The relatives, many of them distant ones who had never paid the Madame much attention, are seated in rows of chairs in a large room waiting for the reading of the will. When the lawyer (Jeff Goldblum) enters and faces the crowd, he displays a bread box-sized trunk full of notes that indicated Madame G. had changed the original will—over 600 times.
The assemblage is startled that the Madame’s priceless Renaissance painting “The Boy With an Apple” has been bequeathed to a man they had never heard of. When the evil son Dmitri (Adrien Brody) demands to know who is the man, Gustave, who has been standing with Zero at the back of the room, says that it is he. The son’s leather-clad henchman Jopling (Willem Dafoe) punches both in the face, after which the pair leave, managing with the help of servants to sneak the painting out of the mansion. Back at the hotel, they hide it in the kitchen, and later Zero leaves instructions for finding it with the girl to whom he becomes engaged, Agatha (Saoirse Ronan).
The police, led by captain Henckels (Edward Norton, come to arrest Gustave on the charge of murdering the dowager, and there follows one of those madcap chase sequences through the hallways and chambers of the hotel, so beloved by audiences of the slapstick farces of the 30s and 40s. Gustave winds up in prison, with Zero and his Agatha helping in his escape. She is a baker’s assistant, and so she manages to smuggle hammers, chisels, and files by concealing them in delicious looking pastries, being careful of course to divert the guards by showering them with goodies also. Another madcap chase scene takes place via sled and skis, our two heroes just behind Jopling hurtling down the snow-covered mountainside.
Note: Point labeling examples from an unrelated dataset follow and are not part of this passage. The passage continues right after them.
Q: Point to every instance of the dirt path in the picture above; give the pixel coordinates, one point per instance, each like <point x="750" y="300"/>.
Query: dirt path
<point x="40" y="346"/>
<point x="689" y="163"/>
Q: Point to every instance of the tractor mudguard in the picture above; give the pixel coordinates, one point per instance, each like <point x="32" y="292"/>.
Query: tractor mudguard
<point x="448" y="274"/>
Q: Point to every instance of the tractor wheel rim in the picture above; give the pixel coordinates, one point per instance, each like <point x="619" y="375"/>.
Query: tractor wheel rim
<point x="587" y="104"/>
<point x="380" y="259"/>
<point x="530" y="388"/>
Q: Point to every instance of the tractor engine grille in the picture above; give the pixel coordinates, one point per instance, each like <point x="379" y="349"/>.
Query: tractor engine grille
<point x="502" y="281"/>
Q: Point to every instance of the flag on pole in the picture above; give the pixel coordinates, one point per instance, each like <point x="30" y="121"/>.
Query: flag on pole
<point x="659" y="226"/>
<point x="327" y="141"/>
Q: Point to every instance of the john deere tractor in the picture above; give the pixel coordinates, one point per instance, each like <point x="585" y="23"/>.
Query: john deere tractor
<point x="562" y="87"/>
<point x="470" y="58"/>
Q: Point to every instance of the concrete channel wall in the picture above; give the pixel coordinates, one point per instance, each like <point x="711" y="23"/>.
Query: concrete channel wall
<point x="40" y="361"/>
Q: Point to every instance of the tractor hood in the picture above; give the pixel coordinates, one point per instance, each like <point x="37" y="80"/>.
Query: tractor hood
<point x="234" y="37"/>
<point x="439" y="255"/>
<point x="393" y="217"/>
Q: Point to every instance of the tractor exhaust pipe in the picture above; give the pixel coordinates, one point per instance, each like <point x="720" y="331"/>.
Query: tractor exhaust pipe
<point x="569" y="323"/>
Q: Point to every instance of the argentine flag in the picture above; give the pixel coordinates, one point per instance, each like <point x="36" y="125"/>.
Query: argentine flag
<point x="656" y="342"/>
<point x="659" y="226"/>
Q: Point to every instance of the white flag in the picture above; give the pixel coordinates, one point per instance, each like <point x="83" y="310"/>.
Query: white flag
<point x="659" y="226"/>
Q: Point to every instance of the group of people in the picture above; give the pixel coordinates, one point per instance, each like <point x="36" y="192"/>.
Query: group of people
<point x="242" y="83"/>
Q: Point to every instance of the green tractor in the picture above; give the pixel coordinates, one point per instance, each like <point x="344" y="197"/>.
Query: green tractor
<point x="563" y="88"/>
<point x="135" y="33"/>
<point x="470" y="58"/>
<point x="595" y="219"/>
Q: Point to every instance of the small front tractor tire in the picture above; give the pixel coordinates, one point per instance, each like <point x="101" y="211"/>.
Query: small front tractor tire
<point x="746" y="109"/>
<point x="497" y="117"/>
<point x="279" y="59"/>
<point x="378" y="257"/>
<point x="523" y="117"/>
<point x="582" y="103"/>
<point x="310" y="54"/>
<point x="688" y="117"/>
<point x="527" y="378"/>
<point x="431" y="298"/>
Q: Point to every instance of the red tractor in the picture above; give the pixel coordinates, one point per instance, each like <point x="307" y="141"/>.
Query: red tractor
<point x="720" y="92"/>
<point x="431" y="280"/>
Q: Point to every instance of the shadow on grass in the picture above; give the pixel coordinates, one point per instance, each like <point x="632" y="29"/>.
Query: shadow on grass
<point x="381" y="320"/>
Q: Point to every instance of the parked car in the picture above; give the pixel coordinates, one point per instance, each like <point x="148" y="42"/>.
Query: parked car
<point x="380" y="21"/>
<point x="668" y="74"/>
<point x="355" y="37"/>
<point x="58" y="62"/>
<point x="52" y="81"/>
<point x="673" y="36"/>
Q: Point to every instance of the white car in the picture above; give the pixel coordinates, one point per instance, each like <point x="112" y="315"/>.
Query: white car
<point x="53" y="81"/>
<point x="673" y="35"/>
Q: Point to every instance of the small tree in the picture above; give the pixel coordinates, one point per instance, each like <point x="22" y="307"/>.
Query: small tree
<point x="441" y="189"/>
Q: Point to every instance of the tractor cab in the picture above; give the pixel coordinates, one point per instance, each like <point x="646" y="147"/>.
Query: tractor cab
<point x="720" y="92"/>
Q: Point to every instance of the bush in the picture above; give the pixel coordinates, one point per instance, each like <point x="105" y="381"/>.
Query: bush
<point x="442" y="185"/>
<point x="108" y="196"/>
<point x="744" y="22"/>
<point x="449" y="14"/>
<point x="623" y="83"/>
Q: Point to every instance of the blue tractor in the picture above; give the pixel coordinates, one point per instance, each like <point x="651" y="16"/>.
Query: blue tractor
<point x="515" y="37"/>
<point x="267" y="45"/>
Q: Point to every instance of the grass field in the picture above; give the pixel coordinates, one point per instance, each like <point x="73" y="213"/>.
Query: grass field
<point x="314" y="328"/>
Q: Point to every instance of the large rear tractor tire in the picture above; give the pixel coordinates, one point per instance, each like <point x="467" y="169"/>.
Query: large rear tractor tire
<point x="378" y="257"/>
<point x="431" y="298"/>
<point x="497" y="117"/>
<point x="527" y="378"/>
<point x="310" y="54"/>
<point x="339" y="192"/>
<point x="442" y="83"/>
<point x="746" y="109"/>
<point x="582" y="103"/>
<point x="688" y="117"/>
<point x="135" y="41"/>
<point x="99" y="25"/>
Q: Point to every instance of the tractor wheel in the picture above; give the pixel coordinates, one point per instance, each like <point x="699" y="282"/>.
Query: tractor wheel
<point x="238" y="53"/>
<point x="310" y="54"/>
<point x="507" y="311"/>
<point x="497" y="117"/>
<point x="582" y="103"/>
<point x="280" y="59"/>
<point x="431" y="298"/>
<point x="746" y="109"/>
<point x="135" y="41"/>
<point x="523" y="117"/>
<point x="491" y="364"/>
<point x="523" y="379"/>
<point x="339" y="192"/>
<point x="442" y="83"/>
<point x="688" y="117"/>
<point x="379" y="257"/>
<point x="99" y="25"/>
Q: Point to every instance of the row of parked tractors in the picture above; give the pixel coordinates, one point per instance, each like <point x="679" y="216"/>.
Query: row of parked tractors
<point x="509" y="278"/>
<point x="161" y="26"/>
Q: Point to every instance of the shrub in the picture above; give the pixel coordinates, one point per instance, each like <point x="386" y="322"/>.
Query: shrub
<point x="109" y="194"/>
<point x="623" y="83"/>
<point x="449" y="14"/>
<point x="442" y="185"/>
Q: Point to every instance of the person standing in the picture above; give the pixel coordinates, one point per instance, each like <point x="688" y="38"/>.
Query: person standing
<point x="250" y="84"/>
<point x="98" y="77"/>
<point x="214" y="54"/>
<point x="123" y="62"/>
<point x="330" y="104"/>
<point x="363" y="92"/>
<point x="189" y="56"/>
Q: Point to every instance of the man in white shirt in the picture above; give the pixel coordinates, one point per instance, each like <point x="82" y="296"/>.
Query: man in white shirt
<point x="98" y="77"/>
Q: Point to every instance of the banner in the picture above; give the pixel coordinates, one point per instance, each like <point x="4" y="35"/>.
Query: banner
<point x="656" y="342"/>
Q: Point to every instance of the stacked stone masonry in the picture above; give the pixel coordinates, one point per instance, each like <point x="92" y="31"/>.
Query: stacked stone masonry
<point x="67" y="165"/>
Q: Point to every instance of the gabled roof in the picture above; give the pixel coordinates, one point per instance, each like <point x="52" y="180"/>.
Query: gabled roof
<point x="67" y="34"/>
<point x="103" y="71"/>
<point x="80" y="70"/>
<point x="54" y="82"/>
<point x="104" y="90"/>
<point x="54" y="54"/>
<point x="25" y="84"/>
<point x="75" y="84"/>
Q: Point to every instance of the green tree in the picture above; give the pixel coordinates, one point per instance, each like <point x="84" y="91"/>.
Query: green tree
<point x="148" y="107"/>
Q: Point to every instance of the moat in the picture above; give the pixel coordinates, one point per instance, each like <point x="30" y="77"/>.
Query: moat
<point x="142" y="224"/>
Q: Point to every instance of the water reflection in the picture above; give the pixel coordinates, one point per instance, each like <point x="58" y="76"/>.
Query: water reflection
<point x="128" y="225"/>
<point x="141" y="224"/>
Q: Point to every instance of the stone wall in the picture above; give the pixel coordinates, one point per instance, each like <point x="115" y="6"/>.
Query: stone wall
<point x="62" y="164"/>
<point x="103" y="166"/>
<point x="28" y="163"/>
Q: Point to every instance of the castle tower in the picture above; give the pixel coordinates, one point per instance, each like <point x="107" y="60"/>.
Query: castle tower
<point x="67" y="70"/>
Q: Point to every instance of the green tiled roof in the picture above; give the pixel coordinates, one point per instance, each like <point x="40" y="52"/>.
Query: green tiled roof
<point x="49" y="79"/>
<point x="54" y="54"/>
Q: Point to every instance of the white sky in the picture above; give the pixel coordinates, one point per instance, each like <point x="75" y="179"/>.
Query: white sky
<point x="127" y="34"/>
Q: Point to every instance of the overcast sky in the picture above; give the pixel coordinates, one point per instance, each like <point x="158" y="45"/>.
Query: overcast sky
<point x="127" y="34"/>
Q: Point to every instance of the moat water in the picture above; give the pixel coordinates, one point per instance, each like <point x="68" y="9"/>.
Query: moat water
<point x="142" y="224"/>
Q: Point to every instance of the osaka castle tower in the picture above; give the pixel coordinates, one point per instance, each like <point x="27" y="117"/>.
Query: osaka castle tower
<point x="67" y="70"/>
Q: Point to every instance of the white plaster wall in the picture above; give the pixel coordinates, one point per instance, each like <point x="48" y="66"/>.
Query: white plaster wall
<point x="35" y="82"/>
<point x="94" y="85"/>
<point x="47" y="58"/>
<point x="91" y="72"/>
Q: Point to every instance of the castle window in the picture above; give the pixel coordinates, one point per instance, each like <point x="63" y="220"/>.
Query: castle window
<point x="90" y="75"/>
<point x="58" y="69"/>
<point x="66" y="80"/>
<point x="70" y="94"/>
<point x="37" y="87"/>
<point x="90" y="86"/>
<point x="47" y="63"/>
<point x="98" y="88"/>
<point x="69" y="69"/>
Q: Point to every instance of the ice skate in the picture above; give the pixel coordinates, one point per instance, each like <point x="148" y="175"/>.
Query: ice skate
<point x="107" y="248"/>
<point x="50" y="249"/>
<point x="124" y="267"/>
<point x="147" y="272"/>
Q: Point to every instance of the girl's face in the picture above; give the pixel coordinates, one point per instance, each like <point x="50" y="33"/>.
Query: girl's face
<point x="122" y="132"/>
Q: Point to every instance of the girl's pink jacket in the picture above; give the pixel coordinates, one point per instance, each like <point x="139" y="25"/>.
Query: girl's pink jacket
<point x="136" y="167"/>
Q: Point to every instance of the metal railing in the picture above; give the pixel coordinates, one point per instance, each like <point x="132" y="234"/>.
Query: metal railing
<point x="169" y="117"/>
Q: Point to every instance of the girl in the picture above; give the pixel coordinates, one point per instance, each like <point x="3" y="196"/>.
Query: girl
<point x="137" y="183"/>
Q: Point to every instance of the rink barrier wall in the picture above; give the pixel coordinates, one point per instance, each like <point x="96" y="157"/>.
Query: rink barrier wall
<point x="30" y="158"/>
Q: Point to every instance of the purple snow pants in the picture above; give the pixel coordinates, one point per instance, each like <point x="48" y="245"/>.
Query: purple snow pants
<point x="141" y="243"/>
There are killings, rides on a train and even a cable car, and the solving of the murder, all harking back to the movies and detective stories of the past. The film is funny, and yet also pervaded by a wistful longing for a more elegant time. The film is a farce, and yet serious things—a strangulation, a beheading, and the severance of fingers—remind us of the darkness lurking just on the other side of laughter. Even the lovers are not permitted to “live happily ever after” we learn from the elderly Zero, whose loyalty to his mentor has led to his ownership of the hotel.
Zero’s personal history links it to Anderson’s previous quirky film Moonrise Kingdom. You might recall that in that film the young lover Sam was a misfit orphan in danger of being sent away from his Scout troop and back to a soulless institution that he knew would kill his spirit. Our new slightly older hero reveals to his mentor that he was an orphaned refugee from Turkey where his captors had tortured him. During all the shenanigans the rise of fascism is shown, with the fascist soldiers moving into Zubrowka, heralding the eminent outbreak of war. The insignia on the flags and uniforms will quickly remind you of those on Hitler’s brutally vicious SS troops.
The cameo appearances Bill Murray, Owen Wilson, Bob Balaban, Jason Schwartzman as concierges who come to the aid of Gustave is another of the film’s delights. Ralph Fiennes more than rises to the occasion to play Gustave H., exhibiting unsuspected comic talent. Anderson’s film does not deal directly with “Inportant Issues,” but it is great fun. Many people of faith will be turned off by the sexual exploits of Gustave, but others of us will find ourselves rooting for him. In his own quirky way Gustave’s life has been dedicated to serving others, something not too far astray from the calling of Christians.